In the interview on Tuesday night, the presenter said: “The Israeli military are calling this a ‘military operation’, but we now know that young people are being killed, four of them under 18.

“Is that really what the military set out to do? To kill people between the ages of 16 and 18?”

Mr Bennett responded: “Quite to the contrary. Actually, all 11 people dead there are militants. The fact that there are young terrorists who decide to hold arms is their responsibility.”

He added that a number of those responsible for terror incidents in which dozens of Israeli’s lost their lives in the last 12 months had come from Jenin or had received training there.

He told the BBC: “Jenin has become an epicentre of terror. All the Palestinians that were killed were terrorists, in this case.”

Ms Gadgil then retorted: “Terrorists, but children.
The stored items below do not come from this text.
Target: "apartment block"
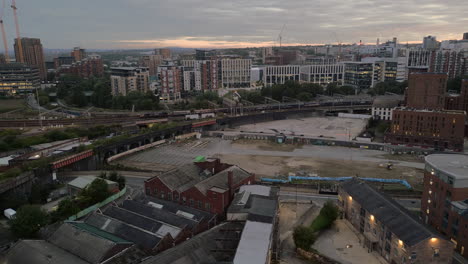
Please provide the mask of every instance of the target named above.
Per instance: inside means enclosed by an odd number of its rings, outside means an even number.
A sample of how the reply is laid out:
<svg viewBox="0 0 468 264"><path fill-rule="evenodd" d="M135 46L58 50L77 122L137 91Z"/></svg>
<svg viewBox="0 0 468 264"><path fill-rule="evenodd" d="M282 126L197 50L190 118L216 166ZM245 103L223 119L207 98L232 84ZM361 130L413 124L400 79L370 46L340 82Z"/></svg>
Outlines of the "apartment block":
<svg viewBox="0 0 468 264"><path fill-rule="evenodd" d="M0 92L25 93L41 86L39 69L22 63L0 64Z"/></svg>
<svg viewBox="0 0 468 264"><path fill-rule="evenodd" d="M419 109L444 109L447 74L412 73L408 80L406 106Z"/></svg>
<svg viewBox="0 0 468 264"><path fill-rule="evenodd" d="M127 95L132 91L146 93L149 90L149 69L146 67L111 68L112 95Z"/></svg>
<svg viewBox="0 0 468 264"><path fill-rule="evenodd" d="M299 65L265 66L263 84L271 86L284 84L286 81L299 81L301 72Z"/></svg>
<svg viewBox="0 0 468 264"><path fill-rule="evenodd" d="M316 83L327 85L329 83L343 83L344 64L342 63L316 63L300 67L301 83Z"/></svg>
<svg viewBox="0 0 468 264"><path fill-rule="evenodd" d="M183 73L178 66L159 66L162 100L175 101L181 99L183 89Z"/></svg>
<svg viewBox="0 0 468 264"><path fill-rule="evenodd" d="M413 213L369 184L356 178L342 183L338 201L369 254L379 254L392 264L452 263L451 241L429 230Z"/></svg>
<svg viewBox="0 0 468 264"><path fill-rule="evenodd" d="M449 237L455 250L468 257L468 156L425 157L421 214L426 224Z"/></svg>
<svg viewBox="0 0 468 264"><path fill-rule="evenodd" d="M36 66L39 69L41 80L46 80L47 71L45 68L44 51L42 49L41 40L38 38L21 38L21 45L23 54L22 58L18 46L18 39L15 38L16 62Z"/></svg>
<svg viewBox="0 0 468 264"><path fill-rule="evenodd" d="M221 59L221 85L223 88L250 87L250 59Z"/></svg>

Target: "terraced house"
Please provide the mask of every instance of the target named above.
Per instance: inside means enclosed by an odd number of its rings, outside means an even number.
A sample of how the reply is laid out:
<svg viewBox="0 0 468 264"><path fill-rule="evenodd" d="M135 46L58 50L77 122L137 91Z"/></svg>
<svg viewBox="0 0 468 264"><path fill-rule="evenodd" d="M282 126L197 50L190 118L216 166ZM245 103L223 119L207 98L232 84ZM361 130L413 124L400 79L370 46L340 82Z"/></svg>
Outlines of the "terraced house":
<svg viewBox="0 0 468 264"><path fill-rule="evenodd" d="M358 179L338 191L343 216L362 246L388 263L452 263L453 243L426 228L393 199Z"/></svg>

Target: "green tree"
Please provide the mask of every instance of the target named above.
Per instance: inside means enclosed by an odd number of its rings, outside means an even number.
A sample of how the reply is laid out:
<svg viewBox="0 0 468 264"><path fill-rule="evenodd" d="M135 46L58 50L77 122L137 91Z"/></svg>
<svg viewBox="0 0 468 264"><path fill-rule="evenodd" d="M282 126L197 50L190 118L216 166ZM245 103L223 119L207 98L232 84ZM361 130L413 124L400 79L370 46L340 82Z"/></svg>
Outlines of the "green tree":
<svg viewBox="0 0 468 264"><path fill-rule="evenodd" d="M41 227L47 225L48 216L37 205L24 205L16 212L16 217L10 220L13 234L19 238L36 238Z"/></svg>
<svg viewBox="0 0 468 264"><path fill-rule="evenodd" d="M110 195L107 182L104 179L97 178L81 191L78 200L85 206L90 206L104 201Z"/></svg>
<svg viewBox="0 0 468 264"><path fill-rule="evenodd" d="M338 212L338 207L332 201L327 201L320 210L320 214L325 216L332 224L338 218Z"/></svg>
<svg viewBox="0 0 468 264"><path fill-rule="evenodd" d="M316 239L317 237L311 228L305 226L294 228L293 240L296 248L310 250L310 247L314 244Z"/></svg>
<svg viewBox="0 0 468 264"><path fill-rule="evenodd" d="M462 86L462 78L456 77L453 79L449 79L447 81L447 91L455 91L460 92Z"/></svg>
<svg viewBox="0 0 468 264"><path fill-rule="evenodd" d="M125 177L123 177L122 175L119 175L116 181L119 184L119 190L122 190L126 184Z"/></svg>
<svg viewBox="0 0 468 264"><path fill-rule="evenodd" d="M72 215L76 215L80 211L80 207L78 207L75 202L70 198L66 198L59 202L57 210L52 213L51 222L63 221Z"/></svg>

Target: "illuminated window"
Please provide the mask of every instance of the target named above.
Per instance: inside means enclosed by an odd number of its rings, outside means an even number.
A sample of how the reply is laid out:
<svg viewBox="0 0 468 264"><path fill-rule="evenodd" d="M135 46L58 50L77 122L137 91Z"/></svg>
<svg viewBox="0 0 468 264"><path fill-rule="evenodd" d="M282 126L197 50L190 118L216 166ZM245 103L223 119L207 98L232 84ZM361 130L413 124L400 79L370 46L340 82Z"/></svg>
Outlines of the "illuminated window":
<svg viewBox="0 0 468 264"><path fill-rule="evenodd" d="M426 210L426 214L429 214L429 209Z"/></svg>

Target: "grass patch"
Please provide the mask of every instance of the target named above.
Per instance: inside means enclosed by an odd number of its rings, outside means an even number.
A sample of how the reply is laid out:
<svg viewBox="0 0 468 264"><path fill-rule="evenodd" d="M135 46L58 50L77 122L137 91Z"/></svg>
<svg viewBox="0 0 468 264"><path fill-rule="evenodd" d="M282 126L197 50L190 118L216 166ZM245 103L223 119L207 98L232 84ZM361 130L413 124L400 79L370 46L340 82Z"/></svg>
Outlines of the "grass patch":
<svg viewBox="0 0 468 264"><path fill-rule="evenodd" d="M0 113L25 108L23 99L0 99Z"/></svg>

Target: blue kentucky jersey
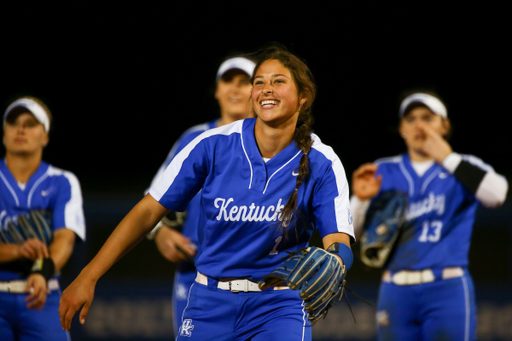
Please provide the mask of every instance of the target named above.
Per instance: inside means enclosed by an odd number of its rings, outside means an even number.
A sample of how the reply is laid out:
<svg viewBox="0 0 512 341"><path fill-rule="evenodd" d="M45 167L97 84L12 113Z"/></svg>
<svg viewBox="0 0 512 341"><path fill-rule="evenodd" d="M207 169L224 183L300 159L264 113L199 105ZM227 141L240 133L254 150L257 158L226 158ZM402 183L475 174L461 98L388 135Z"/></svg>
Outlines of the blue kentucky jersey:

The Israeli forces are happy to kill children.”

The former Israeli leader, noticeably angered by the comments, replied: “It’s quite remarkable that you would say that because they [the terrorists] are killing us.”

When pushed to define how she would define an armed 17-year-old firing live bullets at her family, she said that the UN had defined militants as “children”.

Mr Bennett repeated the question, to which she said simply: “We’re not talking about that”, branding the Israeli military operation in Jenin as a “targeted attack”.

After receiving a slew of complaints about the row, a BBC spokesman said: “BBC News has received comments and complaints concerning an interview with Naftali Bennett broadcast on the BBC News channel about recent events in the West Bank and Israel.

“The complaints raised relate to specific interview questions about the deaths of young people in the Jenin refugee camp.

“The United Nations raised the issue of the impact of the operation in Jenin on children and young people.

“While this was a legitimate subject to examine in the interview, we apologise that the language used in this line of questioning was not phrased well and was inappropriate.”

Israeli media outlets reported that at least 120 individuals suspected of being Palestinian militants had been arrested by the army since the onset of the operation on Monday.

The Palestinian self-rule government in the West Bank, along with three Arab countries that have normalized ties with Israel—Jordan, Egypt, and the United Arab Emirates—expressed condemnation of Israel's incursion.